I'll remove the spir_func, but everything else in the tests is requied (instcombine will only attempt the opt if it sees the insertelement instructions as the input to the div/rem from what I can tell).

Sounds good - I couldn't tell just from looking how we trigger the problem.

I don't have commit access to LLVM's trunk (long time user, finally able to be a contributor), do you want me to just file another review for just the test case?

Great - welcome!

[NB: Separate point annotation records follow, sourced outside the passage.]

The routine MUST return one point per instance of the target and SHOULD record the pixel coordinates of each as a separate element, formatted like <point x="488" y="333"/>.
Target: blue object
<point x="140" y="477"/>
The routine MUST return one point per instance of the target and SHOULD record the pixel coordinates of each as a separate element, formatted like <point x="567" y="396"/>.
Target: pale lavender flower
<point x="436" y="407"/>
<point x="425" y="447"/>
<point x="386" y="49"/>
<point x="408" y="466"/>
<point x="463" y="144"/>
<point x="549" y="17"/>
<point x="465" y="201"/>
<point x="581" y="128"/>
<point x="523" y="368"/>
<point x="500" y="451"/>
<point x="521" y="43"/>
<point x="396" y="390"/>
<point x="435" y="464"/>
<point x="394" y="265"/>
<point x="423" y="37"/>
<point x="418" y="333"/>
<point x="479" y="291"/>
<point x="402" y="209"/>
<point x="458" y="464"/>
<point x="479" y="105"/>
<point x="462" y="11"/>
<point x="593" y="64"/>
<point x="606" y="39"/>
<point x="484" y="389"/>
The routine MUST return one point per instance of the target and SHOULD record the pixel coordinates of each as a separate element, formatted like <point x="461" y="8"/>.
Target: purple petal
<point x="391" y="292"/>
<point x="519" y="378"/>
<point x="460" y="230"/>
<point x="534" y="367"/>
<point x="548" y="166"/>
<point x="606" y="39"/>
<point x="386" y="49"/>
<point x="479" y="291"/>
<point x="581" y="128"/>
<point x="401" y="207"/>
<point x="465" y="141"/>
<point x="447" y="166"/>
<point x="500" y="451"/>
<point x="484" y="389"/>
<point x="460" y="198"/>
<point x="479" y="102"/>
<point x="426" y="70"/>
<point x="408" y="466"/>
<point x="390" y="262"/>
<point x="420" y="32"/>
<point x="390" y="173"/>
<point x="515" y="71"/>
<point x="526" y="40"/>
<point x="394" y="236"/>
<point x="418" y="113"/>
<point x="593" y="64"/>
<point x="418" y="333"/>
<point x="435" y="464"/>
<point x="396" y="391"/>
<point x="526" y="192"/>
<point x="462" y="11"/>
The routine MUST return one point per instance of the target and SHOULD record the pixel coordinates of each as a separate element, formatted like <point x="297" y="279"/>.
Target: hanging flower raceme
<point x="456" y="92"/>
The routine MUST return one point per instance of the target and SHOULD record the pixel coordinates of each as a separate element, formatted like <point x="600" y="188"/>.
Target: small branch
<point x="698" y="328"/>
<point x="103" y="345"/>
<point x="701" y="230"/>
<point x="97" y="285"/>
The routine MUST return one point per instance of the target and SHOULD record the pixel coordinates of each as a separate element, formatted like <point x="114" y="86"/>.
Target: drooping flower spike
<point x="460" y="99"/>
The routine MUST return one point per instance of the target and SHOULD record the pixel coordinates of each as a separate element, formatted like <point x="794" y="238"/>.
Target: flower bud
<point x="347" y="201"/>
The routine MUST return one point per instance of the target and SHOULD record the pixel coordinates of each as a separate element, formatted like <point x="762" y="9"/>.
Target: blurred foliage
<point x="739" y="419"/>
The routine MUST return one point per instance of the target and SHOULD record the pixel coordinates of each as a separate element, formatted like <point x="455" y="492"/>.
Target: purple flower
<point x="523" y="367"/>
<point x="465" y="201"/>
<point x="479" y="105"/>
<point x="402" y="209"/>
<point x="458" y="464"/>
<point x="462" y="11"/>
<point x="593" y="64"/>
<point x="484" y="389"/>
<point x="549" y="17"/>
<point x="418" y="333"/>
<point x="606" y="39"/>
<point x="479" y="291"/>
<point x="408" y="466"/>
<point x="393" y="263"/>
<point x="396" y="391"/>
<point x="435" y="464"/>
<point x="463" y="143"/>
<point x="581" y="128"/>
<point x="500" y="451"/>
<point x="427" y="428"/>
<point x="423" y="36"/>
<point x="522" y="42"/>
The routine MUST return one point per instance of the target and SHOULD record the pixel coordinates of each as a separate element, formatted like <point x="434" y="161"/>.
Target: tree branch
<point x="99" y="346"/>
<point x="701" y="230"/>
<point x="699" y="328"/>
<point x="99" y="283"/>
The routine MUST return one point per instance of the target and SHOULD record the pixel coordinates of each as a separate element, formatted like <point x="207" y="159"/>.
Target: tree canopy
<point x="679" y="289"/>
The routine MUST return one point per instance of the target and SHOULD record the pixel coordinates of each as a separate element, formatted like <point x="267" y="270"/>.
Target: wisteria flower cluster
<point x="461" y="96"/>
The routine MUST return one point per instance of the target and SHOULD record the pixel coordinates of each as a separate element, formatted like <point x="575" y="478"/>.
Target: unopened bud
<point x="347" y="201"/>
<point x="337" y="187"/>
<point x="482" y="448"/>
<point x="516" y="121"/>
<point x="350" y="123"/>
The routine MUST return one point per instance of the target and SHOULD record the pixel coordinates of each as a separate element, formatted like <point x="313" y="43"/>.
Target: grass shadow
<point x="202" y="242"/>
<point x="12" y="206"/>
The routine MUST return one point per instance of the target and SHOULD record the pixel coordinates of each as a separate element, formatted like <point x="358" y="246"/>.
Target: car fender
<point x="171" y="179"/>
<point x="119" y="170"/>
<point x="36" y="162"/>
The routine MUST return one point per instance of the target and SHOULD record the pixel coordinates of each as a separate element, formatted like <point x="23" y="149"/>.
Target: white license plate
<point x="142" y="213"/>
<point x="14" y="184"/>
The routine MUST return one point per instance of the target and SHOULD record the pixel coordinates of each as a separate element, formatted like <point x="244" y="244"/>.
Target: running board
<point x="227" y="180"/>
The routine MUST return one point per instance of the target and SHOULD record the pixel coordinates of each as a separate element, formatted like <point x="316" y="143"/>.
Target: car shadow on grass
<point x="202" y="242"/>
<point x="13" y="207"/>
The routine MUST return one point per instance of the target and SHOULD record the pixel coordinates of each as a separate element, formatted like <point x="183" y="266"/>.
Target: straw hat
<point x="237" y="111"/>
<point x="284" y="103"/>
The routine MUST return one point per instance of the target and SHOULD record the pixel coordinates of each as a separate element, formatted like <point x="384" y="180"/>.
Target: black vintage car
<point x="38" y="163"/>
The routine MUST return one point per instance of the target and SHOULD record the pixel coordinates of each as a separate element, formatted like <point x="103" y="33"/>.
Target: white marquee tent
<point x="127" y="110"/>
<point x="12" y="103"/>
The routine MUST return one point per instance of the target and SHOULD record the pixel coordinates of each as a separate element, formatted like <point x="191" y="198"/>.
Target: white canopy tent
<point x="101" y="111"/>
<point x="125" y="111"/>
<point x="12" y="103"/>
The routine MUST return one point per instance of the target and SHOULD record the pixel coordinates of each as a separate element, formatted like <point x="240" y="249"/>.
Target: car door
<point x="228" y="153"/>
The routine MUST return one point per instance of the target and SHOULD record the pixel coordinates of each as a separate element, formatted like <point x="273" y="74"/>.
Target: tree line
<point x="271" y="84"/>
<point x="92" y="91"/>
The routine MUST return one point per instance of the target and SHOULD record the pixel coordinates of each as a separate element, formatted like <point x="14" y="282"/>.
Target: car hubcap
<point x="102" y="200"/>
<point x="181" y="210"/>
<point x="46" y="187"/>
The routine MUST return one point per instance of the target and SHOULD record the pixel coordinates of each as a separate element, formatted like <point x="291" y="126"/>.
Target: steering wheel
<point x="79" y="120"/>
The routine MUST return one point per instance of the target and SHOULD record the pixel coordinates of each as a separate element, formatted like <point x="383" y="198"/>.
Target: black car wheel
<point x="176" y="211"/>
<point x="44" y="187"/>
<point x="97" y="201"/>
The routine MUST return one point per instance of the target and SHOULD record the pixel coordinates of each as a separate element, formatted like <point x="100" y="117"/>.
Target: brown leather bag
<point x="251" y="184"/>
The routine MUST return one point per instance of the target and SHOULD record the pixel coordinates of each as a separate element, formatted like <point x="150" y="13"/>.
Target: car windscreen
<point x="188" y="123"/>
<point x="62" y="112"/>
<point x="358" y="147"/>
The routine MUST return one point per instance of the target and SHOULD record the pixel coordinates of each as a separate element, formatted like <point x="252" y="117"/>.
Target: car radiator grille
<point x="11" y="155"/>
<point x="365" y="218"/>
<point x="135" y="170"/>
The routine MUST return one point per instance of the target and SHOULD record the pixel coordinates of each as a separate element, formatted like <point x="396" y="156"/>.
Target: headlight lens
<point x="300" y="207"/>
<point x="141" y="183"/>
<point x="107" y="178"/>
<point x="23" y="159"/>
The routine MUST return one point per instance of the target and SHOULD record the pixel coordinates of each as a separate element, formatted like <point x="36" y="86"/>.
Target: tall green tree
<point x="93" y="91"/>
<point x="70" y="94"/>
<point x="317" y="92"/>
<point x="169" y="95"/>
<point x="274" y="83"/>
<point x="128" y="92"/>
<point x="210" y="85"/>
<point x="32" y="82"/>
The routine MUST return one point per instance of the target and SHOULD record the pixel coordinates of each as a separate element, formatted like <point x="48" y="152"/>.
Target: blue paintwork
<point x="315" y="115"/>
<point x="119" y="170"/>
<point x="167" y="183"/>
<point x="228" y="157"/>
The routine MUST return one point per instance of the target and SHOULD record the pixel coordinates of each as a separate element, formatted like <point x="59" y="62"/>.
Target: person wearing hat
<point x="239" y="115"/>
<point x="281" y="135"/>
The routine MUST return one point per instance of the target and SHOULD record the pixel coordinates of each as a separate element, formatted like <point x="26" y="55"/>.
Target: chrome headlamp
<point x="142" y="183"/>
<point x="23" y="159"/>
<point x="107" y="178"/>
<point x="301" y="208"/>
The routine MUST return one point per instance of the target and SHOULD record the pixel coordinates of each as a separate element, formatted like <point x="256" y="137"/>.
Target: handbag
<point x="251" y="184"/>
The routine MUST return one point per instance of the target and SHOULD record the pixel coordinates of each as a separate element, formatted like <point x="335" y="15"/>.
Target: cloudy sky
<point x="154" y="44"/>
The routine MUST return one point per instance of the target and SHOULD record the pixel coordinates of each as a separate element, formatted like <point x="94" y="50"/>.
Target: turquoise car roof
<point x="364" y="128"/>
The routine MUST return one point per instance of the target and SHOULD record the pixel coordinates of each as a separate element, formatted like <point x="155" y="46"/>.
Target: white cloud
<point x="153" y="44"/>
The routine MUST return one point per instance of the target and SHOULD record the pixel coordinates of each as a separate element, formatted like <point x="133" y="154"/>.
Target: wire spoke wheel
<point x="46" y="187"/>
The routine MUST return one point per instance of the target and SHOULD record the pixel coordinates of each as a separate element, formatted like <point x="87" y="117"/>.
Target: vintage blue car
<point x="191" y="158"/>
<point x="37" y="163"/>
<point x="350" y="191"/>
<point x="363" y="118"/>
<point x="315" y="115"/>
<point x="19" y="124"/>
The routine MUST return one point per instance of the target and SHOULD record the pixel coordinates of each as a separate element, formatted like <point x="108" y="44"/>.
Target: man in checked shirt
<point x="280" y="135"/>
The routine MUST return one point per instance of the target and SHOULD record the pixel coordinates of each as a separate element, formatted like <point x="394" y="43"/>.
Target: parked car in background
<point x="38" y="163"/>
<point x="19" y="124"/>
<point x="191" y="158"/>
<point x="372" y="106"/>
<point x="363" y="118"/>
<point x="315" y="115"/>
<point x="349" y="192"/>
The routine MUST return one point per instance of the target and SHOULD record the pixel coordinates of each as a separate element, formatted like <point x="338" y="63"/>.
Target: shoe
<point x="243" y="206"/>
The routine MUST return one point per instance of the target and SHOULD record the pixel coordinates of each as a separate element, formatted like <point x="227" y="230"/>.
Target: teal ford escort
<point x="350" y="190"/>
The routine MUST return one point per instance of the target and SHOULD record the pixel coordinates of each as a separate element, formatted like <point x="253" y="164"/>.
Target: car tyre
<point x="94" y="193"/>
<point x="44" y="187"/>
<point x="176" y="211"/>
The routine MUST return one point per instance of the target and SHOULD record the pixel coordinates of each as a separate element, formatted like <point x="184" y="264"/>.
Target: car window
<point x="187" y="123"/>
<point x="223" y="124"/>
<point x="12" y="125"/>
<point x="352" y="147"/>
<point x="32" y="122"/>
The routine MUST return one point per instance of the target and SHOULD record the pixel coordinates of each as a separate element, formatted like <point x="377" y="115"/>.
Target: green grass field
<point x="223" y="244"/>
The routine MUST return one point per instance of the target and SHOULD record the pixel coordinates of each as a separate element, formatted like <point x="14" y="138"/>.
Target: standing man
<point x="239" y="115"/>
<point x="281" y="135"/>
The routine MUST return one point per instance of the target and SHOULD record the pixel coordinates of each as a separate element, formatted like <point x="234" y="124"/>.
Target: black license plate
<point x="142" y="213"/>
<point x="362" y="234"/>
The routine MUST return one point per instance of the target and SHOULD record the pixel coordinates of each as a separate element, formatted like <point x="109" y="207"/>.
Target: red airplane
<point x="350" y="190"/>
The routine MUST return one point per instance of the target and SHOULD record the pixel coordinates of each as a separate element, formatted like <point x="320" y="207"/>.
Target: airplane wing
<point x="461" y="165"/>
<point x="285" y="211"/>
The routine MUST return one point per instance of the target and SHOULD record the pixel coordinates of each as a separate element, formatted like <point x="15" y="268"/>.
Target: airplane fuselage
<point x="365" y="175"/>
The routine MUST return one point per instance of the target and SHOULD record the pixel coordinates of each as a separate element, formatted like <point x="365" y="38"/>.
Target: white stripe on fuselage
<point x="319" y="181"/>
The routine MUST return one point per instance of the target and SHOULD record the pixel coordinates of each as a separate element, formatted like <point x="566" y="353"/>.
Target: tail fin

Yes, if you don't have commit rights yet, just post the test file in another review, and I'll commit it on your behalf.

tpr added a subscriber: tpr.Sep 26 2018, 8:03 AM
sheredom updated this revision to Diff 167150.Sep 26 2018, 8:47 AM

Removed the fdiv/frem as they weren't currently inst simplifying the bad behaviour, and used the utils script to update the test case.

lebedev.ri added inline comments.Sep 26 2018, 12:35 PM
test/Transforms/InstCombine/stop_bad_undef_propagation.ll
3

You need to rebase this diff ontop of the D52556, so this diff actually shows the diff for the tests, too.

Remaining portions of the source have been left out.